His words put unwelcome images in my head. “Run, Rabbit,” I mutter under my breath, my pulse quickening at the thought of chasing the girl through the crypt and into the tunnels under the school. I wouldn’t just catch her. I’d make her pay.

“Your dad didn’t tell you she was going to be here?” Angel asks, interrupting my fantasy. “Asshole move.”

“What other kind would he know?” Saint asks, his smile turning to a grimace.

“Still,” Angel says, since he’s got functioning parents and shit. “You’d think he’d give you a heads up. You haven’t seen her since…”

“The trial,” I grit out. My thoughts descend to an even darker place, one I found in juvie at the hands of a particularly sadistic guard. One I can push through to find my own sadistic joy on the other side. I catch my friends exchanging worried glances, and I straighten my face.

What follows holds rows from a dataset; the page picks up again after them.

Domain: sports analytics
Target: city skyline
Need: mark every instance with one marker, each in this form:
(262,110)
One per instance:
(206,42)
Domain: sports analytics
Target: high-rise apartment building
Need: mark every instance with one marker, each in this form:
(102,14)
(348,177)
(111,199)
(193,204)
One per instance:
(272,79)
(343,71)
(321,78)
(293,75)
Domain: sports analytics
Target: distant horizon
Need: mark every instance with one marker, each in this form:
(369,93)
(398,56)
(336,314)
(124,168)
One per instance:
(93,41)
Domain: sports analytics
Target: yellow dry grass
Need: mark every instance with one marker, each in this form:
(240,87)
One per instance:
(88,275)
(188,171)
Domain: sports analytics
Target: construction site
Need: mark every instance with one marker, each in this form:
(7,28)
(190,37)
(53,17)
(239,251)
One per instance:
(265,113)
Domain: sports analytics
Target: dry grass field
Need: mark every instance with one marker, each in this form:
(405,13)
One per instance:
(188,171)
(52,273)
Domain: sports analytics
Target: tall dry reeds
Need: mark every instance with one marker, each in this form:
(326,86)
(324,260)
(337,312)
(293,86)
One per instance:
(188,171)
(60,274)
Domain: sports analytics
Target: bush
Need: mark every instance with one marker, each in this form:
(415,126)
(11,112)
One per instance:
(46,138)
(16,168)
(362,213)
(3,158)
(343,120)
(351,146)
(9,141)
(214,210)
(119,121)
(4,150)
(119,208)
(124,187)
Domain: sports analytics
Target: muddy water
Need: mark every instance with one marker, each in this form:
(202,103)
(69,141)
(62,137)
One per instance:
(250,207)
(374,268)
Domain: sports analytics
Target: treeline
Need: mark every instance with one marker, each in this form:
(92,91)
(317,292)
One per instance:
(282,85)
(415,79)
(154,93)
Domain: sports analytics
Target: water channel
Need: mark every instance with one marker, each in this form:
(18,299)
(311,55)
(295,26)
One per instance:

“Shit, sorry,” Angel says, sitting up on the bed. “That’s right. That’s when we all saw her last. Not just you, little heathen.”

“Maybe we should have a little fun with her before she goes,” I say, unable to keep from bouncing on my toes at the thought of running those tunnels I know by heart. We all do. But the game is my obsession, a sickness that burns hotter in my veins than the usual thrill of the chase that electrifies the others, more deadly than the car I race through the dead streets of Faulkner after midnight.

“No,” Saint says flatly, glaring at me with those crazy-clear eyes that can turn from whiskey to amber depending on the light, the color always shifting like a flame. “She’s too fucking innocent.”

“How would you know?” Angel asks. “You haven’t seen her in four years.”